My encounters with art thieves have been varied.
The first happened a few years after I designed a logo for my husband's business. Amazingly, an unrelated business just down the road adopted the graphic portion of the logo and used it in promotional materials and a magazine ad for their business. The business and the magazine got a Cease and Desist letter from our attorney. No more ads appeared.
One of my images appeared on charms being sold on ebay. I submitted a Vero form.
A visitor at a horse expo told me that she had found another artist down in Ohio who had copied one of my images. Unfortunately she couldn't remember the artist's name.

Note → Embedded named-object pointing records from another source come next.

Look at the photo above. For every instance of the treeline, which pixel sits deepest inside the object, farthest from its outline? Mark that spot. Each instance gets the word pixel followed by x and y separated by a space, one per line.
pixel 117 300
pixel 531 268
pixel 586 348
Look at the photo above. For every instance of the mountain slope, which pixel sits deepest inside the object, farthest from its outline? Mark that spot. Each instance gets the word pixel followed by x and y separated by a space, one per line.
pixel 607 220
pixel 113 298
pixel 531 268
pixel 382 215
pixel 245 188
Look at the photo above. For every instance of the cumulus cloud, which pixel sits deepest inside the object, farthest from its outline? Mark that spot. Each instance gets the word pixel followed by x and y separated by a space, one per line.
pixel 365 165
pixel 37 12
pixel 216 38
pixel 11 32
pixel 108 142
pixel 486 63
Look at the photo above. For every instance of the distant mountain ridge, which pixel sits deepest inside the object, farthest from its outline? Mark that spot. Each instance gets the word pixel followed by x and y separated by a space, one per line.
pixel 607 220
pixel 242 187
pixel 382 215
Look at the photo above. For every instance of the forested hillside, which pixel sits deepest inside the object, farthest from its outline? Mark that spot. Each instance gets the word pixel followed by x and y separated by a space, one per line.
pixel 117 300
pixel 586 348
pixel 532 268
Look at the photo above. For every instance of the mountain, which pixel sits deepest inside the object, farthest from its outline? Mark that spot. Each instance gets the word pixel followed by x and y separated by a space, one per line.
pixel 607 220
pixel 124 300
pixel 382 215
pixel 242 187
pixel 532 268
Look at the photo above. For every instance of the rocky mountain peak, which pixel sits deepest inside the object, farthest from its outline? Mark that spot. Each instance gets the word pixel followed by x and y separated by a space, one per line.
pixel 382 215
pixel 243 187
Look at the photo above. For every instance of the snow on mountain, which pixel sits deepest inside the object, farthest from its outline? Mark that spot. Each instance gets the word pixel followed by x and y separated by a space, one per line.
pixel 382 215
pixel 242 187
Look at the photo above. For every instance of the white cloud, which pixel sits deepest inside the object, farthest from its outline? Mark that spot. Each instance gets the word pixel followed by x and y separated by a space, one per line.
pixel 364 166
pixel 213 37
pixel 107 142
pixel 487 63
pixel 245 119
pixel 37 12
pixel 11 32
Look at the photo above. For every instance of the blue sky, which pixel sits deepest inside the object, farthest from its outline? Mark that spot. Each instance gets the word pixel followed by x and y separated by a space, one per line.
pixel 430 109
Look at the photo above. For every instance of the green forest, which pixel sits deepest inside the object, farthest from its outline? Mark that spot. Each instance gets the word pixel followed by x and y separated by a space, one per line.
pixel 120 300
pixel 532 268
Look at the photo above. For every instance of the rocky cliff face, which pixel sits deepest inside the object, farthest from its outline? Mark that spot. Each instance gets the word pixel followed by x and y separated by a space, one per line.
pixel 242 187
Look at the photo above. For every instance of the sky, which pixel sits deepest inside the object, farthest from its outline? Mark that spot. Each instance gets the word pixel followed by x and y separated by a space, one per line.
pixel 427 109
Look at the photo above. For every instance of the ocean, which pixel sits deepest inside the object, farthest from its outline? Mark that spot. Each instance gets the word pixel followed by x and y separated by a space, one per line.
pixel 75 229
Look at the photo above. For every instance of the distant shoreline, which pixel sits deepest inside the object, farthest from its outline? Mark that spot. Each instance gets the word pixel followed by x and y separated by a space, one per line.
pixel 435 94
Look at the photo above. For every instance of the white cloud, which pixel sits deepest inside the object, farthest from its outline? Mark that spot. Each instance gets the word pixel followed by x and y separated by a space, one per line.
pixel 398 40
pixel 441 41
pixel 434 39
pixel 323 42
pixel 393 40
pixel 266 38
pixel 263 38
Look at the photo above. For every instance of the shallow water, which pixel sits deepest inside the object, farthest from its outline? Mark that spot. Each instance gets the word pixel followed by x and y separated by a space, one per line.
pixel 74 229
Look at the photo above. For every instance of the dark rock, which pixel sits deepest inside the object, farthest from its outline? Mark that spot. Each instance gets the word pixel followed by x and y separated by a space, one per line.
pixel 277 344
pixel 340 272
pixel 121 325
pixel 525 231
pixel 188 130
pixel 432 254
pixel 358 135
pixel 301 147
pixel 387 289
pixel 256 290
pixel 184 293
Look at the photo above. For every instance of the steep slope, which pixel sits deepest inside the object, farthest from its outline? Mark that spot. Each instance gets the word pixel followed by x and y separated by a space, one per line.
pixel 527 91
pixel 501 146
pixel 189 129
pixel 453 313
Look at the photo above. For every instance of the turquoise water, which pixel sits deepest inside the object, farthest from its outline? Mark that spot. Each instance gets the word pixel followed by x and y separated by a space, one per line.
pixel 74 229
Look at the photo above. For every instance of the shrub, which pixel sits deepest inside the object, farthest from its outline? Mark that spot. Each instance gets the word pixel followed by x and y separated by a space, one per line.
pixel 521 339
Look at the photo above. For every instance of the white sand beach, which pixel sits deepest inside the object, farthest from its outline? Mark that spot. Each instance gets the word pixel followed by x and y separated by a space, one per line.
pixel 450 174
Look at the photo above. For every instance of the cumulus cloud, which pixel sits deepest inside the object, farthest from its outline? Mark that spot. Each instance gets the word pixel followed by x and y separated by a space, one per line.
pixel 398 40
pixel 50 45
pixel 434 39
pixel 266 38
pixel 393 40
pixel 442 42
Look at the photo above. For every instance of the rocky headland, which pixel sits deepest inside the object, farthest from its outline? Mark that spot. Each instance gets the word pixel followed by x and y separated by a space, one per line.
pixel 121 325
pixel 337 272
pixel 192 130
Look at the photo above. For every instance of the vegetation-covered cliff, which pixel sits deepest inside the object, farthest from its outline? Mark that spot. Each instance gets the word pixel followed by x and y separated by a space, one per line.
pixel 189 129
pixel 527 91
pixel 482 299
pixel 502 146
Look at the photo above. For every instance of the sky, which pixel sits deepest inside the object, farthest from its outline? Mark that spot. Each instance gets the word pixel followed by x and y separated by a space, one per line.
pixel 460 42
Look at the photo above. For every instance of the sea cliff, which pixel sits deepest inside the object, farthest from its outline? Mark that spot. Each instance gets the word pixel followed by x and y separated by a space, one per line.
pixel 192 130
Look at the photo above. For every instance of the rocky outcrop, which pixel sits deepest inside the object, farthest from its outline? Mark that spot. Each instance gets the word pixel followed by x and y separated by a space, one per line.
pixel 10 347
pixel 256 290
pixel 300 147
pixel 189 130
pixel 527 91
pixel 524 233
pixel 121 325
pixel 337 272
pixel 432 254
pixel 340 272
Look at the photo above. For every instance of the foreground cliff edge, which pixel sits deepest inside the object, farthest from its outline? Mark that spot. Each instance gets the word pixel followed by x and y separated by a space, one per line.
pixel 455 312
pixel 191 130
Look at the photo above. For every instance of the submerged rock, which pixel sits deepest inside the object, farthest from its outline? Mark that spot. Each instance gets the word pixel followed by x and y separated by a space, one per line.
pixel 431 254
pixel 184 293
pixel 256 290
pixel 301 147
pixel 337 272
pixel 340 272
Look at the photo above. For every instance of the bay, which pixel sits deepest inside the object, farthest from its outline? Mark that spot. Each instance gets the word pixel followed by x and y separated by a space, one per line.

A needlepoint dealer had taken one of my images (and one from an artist friend of mine) and turned it into a needlepoint pattern and was selling it. We notified her web host and then her. She removed it and promised to destroy the pattern. Amazingly, on her needlepoint blog, she makes a big deal out of not taking images without permission, so it's obvious that she knew better but didn't think she'd be caught.
Just last month, we found a website that was offering clip art horse images that included one of my images and another artist's. Before I could notify him, he removed my image and a few others. Obviously HE knew which images he didn't have the rights to.
A couple of weeks ago, I stumbled onto this artist's website who had copied one of my drawings. Notice that he even admits to having copied drawings from websites! As a musician, he should know better.
And, finally, there have been several encounters with kids. In the two cases below, they were exposed by others who recognized my artwork or recognized that the child had not done all that artwork herself. I figure that this negative exposure on the internet is a lesson learned that these kids won't forget. And, hopefully, it will wise up other kids to not do the same. Take a look;
Lauren Shelley Dreamer
Lauren Shelley Little Inspector
Youtube video Dreamer
You may wonder how we artists ever find our own work that's been stolen, given the vastness of the internet. Well, for one thing, the equine art community watches out for each other. Most of us are familiar with each other's work and notify each other if we find an image somewhere that we don't think it should be. We also have a formal online group that acts as a watchdog for equine artists and photographers, The Equine Arts Protection League. Many thieves have been exposed through member efforts, especially on ebay. I've also found several just by checking my stats and looking at the search results. The image search results are really helpful in turning up copies of my artwork, such as the pencilweb one above.
So far as I know, the Chinese haven't yet deemed any of my artwork attractive enough to copy. I don't know whether to be insulted by that or grateful. Grateful is probably the best choice for now.